Welt / 30.06.2022 • 22:43 Uhr
In den Tagen nach der Kollision suchten über 1000 Einsatzkräfte nach den Todesopfern.DPA
In den Tagen nach der Kollision suchten über 1000 Einsatzkräfte nach den Todesopfern.DPA

Erinnerung an die Überlinger Flugzeugkollision vor 20 Jahren.

Überlingen Es ist ein lauer Sommerabend am Bodensee, der sich Hans-Peter Walser ins Gedächtnis gebrannt hat. „Ich saß mit meiner Frau und einem befreundeten Paar auf dem Balkon – und dann kam gegen kurz nach halb zwölf nur die Info Flugzeugabsturz, mehr nicht“, sagt der damalige Polizeidirektor in Friedrichshafen. „Abstürze von Kleinflugzeugen haben wir in der Region ja bedauerlicherweise immer wieder gehabt.“ Das Ausmaß des Unglücks in Überlingen am 1. Juli 2002 kann Walser später im Polizeifahrzeug auf dem Weg zum Einsatzort erahnen. „Da habe ich über Funk gehört, wie einer gesagt hat: „Es regnet Leichen vom Himmel.““

Erst im Laufe der Nacht wird die Dimension der Tragödie deutlich.

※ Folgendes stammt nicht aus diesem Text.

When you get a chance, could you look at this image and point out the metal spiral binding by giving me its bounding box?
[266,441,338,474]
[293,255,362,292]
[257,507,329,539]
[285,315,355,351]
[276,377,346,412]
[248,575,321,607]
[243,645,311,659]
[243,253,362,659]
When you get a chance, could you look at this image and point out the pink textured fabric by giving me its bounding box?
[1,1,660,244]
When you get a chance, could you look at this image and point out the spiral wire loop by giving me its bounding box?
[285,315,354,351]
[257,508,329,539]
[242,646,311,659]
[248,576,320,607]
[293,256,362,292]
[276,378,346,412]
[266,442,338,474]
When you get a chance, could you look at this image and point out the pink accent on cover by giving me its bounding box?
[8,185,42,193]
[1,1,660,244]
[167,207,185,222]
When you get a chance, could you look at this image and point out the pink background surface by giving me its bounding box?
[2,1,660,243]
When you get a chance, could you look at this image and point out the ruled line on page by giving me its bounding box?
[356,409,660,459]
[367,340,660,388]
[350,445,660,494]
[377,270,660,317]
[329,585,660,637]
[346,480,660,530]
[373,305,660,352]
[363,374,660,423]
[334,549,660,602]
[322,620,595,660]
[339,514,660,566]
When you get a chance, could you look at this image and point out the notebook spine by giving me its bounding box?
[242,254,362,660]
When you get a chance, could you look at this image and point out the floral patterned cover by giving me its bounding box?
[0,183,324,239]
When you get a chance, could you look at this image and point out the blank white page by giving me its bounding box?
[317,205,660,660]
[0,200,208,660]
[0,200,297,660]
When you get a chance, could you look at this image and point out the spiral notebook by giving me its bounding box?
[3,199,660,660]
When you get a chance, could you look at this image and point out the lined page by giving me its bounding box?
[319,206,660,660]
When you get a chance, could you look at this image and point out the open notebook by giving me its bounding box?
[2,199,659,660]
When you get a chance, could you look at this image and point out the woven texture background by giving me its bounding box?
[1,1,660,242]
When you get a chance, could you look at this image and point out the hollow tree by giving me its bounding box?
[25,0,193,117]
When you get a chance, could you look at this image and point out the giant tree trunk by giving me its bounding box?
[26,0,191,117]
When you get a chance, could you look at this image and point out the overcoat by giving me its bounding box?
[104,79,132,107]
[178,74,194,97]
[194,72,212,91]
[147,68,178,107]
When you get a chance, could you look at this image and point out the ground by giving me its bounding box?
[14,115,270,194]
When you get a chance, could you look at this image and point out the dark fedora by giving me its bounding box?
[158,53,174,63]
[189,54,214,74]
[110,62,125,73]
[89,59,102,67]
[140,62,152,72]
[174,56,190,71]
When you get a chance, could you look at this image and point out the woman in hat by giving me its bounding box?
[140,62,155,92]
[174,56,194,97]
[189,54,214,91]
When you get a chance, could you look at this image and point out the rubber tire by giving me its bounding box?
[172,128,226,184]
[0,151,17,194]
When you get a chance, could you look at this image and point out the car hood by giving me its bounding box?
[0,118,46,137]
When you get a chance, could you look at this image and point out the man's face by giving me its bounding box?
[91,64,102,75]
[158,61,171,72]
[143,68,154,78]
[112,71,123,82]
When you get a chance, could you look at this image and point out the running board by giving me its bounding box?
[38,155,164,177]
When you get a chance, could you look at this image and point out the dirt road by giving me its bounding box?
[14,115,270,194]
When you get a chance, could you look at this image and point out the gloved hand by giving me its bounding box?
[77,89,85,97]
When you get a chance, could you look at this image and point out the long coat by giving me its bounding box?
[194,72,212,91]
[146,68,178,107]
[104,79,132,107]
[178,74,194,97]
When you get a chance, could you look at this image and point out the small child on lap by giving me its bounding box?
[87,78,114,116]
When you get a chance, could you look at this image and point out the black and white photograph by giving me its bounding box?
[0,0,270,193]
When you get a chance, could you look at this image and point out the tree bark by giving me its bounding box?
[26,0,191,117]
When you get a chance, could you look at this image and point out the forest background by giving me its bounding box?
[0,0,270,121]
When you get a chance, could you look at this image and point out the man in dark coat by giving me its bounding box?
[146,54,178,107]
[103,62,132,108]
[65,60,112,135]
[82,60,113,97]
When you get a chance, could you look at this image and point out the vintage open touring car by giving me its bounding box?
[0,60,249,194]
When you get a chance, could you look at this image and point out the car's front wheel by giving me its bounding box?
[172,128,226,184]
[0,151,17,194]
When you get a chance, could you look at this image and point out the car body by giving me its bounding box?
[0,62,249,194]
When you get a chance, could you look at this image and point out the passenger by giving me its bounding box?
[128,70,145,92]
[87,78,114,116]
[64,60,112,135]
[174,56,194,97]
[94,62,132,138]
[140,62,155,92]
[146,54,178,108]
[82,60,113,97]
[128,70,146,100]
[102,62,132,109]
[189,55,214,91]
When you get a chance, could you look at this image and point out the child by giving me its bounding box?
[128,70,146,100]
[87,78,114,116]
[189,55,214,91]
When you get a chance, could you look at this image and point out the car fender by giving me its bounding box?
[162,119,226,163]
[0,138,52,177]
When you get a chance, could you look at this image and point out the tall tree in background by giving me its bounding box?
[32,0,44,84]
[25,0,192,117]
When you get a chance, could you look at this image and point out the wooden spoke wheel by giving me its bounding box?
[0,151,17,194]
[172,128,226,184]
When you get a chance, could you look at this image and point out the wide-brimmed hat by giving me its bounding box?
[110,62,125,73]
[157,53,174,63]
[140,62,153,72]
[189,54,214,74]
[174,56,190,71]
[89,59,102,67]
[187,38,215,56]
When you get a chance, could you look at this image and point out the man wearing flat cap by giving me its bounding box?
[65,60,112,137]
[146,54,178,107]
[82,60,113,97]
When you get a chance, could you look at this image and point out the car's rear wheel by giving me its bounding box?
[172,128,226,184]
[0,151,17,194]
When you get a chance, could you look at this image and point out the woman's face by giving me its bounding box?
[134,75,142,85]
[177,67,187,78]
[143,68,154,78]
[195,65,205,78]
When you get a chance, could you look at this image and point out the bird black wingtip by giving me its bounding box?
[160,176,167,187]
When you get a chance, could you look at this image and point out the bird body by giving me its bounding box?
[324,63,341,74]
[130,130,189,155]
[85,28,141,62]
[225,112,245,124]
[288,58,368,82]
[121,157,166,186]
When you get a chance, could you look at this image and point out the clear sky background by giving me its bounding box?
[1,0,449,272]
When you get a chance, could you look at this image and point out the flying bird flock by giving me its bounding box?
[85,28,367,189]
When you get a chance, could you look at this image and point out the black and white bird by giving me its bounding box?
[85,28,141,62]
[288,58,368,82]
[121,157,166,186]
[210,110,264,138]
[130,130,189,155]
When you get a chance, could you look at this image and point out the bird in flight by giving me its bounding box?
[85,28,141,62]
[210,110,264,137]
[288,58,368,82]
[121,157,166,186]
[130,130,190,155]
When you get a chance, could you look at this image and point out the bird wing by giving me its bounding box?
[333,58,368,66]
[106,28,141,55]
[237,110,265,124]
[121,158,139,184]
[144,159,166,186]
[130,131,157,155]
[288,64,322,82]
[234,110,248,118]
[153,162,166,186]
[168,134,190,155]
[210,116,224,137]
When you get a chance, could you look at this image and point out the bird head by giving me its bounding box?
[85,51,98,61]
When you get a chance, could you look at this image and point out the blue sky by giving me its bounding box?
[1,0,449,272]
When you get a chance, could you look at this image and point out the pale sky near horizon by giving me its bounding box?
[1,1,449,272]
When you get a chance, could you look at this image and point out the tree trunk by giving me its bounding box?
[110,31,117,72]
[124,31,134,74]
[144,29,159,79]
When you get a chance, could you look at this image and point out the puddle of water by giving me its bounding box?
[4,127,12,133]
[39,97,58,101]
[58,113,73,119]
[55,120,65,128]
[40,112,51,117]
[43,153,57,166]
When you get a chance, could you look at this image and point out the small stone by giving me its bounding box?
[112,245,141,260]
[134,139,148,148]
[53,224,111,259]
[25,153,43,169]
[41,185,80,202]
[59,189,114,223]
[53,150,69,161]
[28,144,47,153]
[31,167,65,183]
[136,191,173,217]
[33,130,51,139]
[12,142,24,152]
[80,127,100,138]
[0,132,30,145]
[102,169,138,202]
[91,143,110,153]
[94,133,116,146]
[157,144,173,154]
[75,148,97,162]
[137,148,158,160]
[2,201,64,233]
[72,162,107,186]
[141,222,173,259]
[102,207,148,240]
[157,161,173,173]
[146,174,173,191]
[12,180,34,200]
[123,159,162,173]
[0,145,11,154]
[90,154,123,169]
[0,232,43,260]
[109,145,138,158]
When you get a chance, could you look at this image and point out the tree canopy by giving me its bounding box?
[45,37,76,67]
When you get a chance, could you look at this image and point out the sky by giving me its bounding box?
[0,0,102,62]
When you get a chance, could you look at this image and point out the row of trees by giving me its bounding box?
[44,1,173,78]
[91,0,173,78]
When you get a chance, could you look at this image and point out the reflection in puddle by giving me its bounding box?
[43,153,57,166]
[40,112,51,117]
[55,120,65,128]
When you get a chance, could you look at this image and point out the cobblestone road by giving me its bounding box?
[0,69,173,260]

In mehr als elf Kilometern Höhe ist über dem Bodensee ein Passagierflugzeug mit einer Frachtmaschine zusammengestoßen. Alle 71 Insassen sterben, Wrackteile und Leichen fallen in der Region Überlingen auf einer Fläche von mehreren Quadratkilometern vom Himmel. „Als wir die Information zur Kollision definitiv von der Schweizer Flugsicherung Skyguide hatten, war klar, dass das nach menschlichem Ermessen niemand überlebt haben kann“, sagt Walser. Das Unglaubliche in dem Unglück: Die Stadt Überlingen, ihre Ortsteile und der Bodensee als wichtige Trinkwasserquelle bleiben verschont, am Boden gibt es keine Verletzten. Viele Anwohner helfen stattdessen den Suchkräften, versorgen sie zum Beispiel mit Essen und Trinken.

Später stellt sich heraus, dass technische Mängel und menschliche Fehler bei Skyguide das Unglück verursacht haben. Im Zürcher Kontrollzentrum sitzt in diesem Moment ein Fluglotse, der allein für den Luftraum über Süddeutschland zuständig ist und dessen Radar und Telefon wegen Wartungsarbeiten nur eingeschränkt zur Verfügung stehen. Dass ein Unglück droht, bemerkt der Mann zu spät. Der Lotse, der den Fehler machte, wurde 2004 von einem Hinterbliebenen erstochen. Der Russe hatte bei dem Absturz Frau und Kinder verloren.